Endra juga merasa aneh dengan keinginannya yang tidak kuasa ditahannya. Namun, dia tidak ingin menunjukkan perasaannya. Endra memilih untuk menggoda Wafa. “Emang kamu mau lebih?”

“Ya .. ya nggak lah… Endra apaan sih … mikirnya macem-macem.” Muka Wafa memerah. Untung tidak ada orang didekatnya.

“Kalau ngeliat kamu aja nggak cukup, harus macem-macem dong.” Endra begitu senang menggoda Wafa yang mudah sekali menjadi salah tingkah saat digoda. Andai saja dia bisa melihat muka Wafa, tentunya akan lebih seru lagi.

“Endra.. aaaahh.”

“Macem-macem kan bisa banyak hal. Misalnya kamu masakin aku lagi, nonton TV, denger lagu,… banyak kan?” Jelas sekali jika Endra memang jauh lebih berpengalaman dan pintar.

“Tau ah…” Wafa menyerah.

Endra tertawa lepas. “Jadi gimana?”

“Apanya yang gimana?” Wafa benar-benar tidak bisa berpikir. Otaknya seketika menjadi kosong.

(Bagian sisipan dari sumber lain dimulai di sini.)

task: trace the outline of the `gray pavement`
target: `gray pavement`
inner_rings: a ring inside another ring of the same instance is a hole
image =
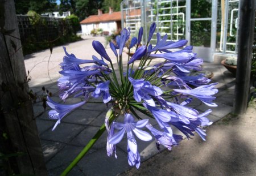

“Kamu masih bangun nggak?”

Bodoh kalau sampai Wafa berkata ‘tidak’, tetapi mulutnya tidak sanggup untuk berkata ‘iya’.

“Wafa….?”

“Iya.. iya.. aku masih bangun.” Wafa memberanikan diri.

“Oke… sampe nanti malem ya sayang…. Udah dulu ya … aku harus siap-siap meeting lagi.”

***

Jam sudah menunjukkan pukul setengah dua belas malam dan Wafa masih gelisah menunggu datangnya sang pujaan hati. Jangan-jangan Endra mengubah pikirannya dan tidak jadi datang. Jarak kantor Endra dengan apartemennya tidak terlalu jauh dan malam seperti ini tentunya sudah tidak macet.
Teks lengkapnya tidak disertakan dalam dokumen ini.